1. Inglourious Basterds
It seemed as if Quentin Tarantino had painted himself into a retro-sploitation corner over the last few years – how did the once groundbreaking filmmaker end up a career rehasher of D-grade genre flicks? Not that this digression hasn’t yielded some fruit (I especially liked Kill Bill Volume 2) but the prospect of a grindhouse World War II film from QT hardly seemed like reason to sit up and take notice.

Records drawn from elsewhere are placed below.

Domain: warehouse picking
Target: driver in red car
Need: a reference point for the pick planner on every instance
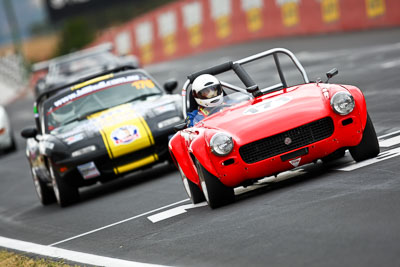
(207, 92)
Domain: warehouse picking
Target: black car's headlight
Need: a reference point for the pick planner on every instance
(83, 151)
(221, 144)
(168, 122)
(342, 103)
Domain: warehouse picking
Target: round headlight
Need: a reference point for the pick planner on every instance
(342, 103)
(221, 144)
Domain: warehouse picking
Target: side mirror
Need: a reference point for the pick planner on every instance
(170, 85)
(331, 73)
(29, 133)
(180, 126)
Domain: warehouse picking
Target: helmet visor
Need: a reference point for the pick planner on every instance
(209, 92)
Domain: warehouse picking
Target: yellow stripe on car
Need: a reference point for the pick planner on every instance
(124, 131)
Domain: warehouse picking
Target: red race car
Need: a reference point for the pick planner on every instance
(260, 131)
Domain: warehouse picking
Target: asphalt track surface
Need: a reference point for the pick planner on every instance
(341, 214)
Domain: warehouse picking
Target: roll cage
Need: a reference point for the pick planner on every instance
(237, 66)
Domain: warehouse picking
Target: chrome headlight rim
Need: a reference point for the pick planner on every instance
(221, 144)
(338, 99)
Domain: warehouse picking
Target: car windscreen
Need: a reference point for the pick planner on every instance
(96, 95)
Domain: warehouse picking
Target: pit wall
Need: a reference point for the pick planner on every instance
(186, 27)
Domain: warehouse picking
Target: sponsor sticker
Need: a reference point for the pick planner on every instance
(74, 138)
(125, 135)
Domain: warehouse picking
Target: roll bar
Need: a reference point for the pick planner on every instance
(237, 67)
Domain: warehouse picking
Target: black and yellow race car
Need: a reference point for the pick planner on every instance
(99, 129)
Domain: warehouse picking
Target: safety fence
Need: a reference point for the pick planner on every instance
(190, 26)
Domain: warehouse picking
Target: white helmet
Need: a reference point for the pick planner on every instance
(207, 91)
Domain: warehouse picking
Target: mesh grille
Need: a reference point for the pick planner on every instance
(275, 145)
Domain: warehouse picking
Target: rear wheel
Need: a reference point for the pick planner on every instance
(44, 192)
(215, 192)
(369, 145)
(192, 190)
(65, 193)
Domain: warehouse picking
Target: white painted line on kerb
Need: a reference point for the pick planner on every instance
(70, 255)
(116, 223)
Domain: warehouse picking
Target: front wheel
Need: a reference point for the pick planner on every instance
(215, 192)
(369, 145)
(192, 190)
(65, 193)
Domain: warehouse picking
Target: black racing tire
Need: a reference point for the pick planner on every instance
(334, 156)
(65, 193)
(369, 145)
(192, 190)
(215, 192)
(43, 191)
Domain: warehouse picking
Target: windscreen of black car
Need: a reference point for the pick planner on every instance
(96, 95)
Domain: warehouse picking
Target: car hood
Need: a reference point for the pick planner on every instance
(271, 114)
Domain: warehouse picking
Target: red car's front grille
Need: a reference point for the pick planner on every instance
(287, 141)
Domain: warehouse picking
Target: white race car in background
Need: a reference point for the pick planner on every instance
(7, 141)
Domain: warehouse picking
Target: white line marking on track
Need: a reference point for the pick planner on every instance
(74, 256)
(116, 223)
(389, 134)
(174, 212)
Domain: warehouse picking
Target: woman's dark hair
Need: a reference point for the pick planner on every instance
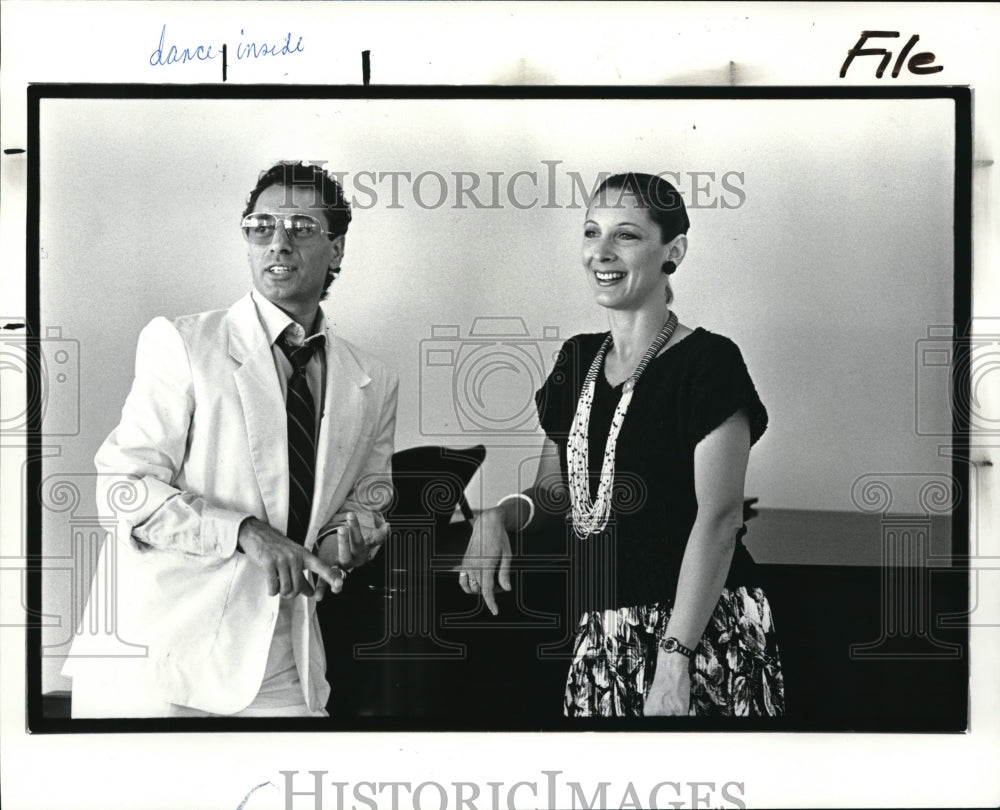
(666, 207)
(329, 193)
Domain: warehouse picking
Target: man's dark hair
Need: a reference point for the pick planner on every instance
(329, 194)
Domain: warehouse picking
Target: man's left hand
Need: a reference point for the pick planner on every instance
(347, 548)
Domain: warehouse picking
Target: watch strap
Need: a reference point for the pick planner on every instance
(671, 644)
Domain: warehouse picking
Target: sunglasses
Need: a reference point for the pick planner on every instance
(259, 228)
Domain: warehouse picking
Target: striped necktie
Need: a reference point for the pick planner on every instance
(301, 411)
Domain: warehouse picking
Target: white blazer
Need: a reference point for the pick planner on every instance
(203, 435)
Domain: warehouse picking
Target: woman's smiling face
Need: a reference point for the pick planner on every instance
(623, 253)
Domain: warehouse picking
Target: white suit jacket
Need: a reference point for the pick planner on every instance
(203, 434)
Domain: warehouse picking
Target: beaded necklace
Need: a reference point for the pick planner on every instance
(590, 517)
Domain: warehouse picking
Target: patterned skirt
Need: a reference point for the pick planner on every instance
(737, 670)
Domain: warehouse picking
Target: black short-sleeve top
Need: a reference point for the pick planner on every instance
(684, 394)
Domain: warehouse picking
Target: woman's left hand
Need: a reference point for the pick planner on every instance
(670, 692)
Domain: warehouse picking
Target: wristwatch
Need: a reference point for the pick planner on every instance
(671, 644)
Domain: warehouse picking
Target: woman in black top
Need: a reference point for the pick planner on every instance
(648, 433)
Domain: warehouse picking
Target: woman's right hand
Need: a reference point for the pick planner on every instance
(487, 556)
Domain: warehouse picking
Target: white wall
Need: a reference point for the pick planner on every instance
(827, 275)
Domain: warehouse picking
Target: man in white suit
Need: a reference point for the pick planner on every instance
(217, 599)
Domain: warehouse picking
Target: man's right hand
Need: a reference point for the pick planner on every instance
(283, 561)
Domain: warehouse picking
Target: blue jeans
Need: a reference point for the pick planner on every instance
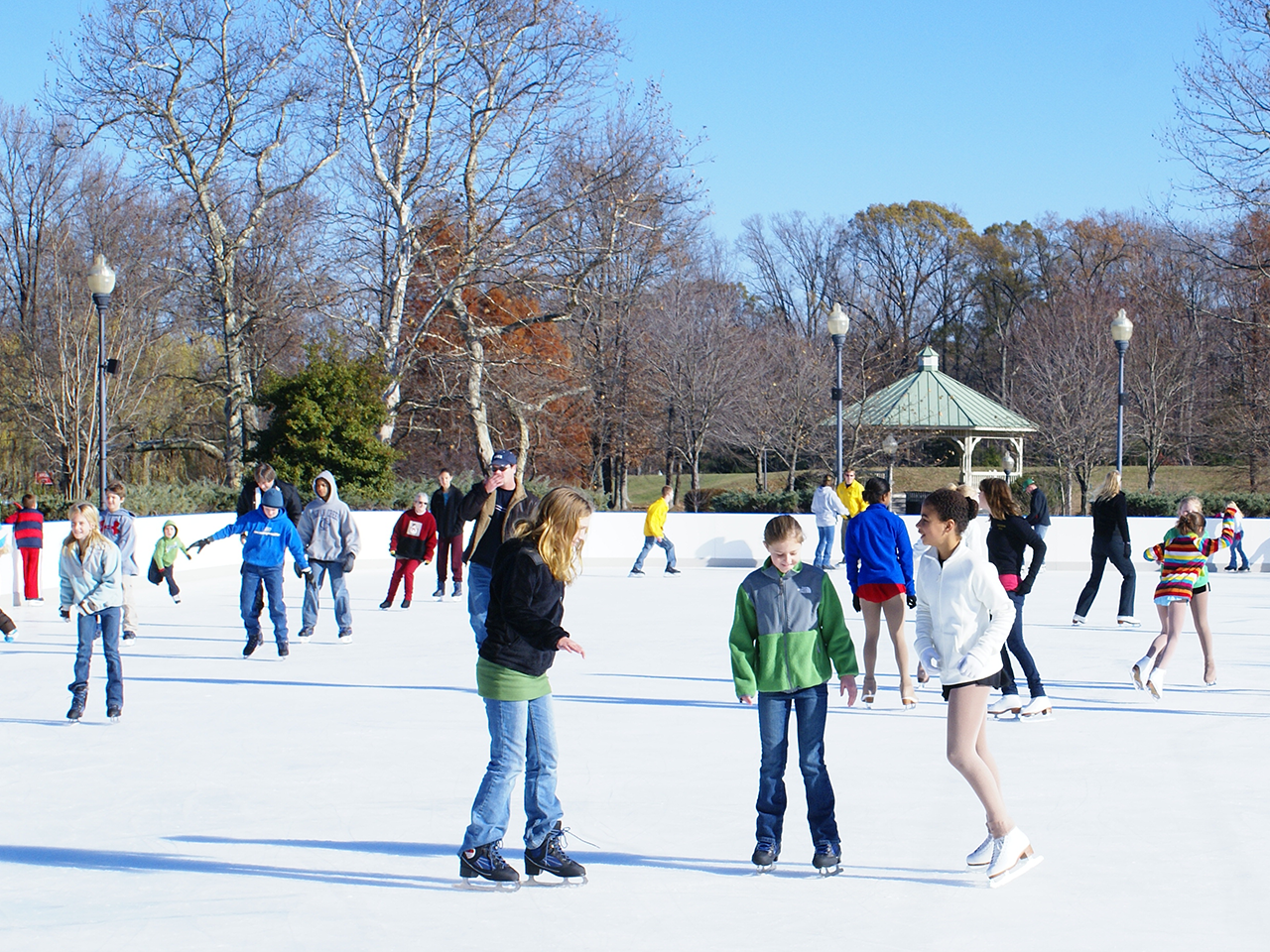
(1015, 645)
(521, 735)
(811, 706)
(253, 576)
(338, 589)
(824, 547)
(1237, 548)
(108, 620)
(649, 540)
(477, 598)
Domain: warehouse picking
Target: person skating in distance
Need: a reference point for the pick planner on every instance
(270, 536)
(962, 620)
(786, 629)
(522, 638)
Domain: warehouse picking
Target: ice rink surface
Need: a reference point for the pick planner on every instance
(318, 802)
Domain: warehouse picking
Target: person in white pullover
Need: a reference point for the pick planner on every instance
(962, 620)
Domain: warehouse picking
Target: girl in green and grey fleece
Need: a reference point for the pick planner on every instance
(166, 557)
(786, 630)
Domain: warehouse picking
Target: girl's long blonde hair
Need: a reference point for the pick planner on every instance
(1110, 486)
(553, 529)
(94, 535)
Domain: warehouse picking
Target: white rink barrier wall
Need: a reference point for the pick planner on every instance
(731, 539)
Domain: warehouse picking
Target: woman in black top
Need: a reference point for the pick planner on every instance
(1110, 540)
(1008, 535)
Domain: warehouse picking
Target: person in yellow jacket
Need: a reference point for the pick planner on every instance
(852, 497)
(654, 534)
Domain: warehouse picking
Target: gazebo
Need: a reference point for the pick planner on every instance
(934, 403)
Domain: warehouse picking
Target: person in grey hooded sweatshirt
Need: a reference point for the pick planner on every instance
(330, 539)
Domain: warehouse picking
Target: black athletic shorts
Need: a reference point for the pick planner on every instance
(992, 680)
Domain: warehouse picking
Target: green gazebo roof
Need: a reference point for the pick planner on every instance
(933, 400)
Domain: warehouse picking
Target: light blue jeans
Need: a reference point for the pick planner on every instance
(338, 590)
(477, 598)
(521, 737)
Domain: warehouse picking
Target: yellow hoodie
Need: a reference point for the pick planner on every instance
(654, 524)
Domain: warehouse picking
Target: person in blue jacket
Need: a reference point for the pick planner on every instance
(880, 572)
(270, 535)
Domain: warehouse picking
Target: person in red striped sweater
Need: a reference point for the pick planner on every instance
(28, 536)
(1182, 560)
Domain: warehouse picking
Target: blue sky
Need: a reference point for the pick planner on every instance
(1005, 109)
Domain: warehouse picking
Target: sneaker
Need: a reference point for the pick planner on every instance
(1039, 705)
(766, 853)
(550, 857)
(982, 855)
(1006, 703)
(826, 857)
(486, 864)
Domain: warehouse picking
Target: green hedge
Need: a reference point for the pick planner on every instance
(1166, 503)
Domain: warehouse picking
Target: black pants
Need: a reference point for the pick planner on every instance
(1100, 552)
(158, 575)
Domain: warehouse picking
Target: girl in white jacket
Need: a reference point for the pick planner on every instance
(962, 620)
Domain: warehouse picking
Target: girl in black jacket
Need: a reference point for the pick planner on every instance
(1008, 535)
(524, 634)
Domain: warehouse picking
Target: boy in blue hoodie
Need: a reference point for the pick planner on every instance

And yet, Inglourious Basterds confounds expectations, both intra- and extra-textual. Full of impossible to predict plot-twists, white-knuckle suspense, soot-black humor and acid-tongued dialogue, Basterds is without a doubt QT’s best film since Pulp Fiction. Equal measures classically constructed and deeply offbeat, this two pronged revenge tale – one anchored by Brad Pitt’s hilariously hammy Lt. Aldo Raine and his “Natzee” killing basterds, the other by the wonderful Marie Laurent’s cinema owning, heritage hiding Shoshanna – dovetails in an explosive finale that above all celebrates the God-like power of cinema. Holding the two strands between his teeth is Christoph Waltz, whose performance as Hans Landa, the “Jew Hunter,” will go down as one of the great villains of the 2000s.
January 13th, 2010 on 11:46 am
Those scenes that where edited to David Bowies music(ie. Putting Out Fires) certainly did not hurt the Badassery of Inglourious Basterds.
Nice write up. So far I’ve only seen #1 & #2. . . Looks like I’ve got some movies to see.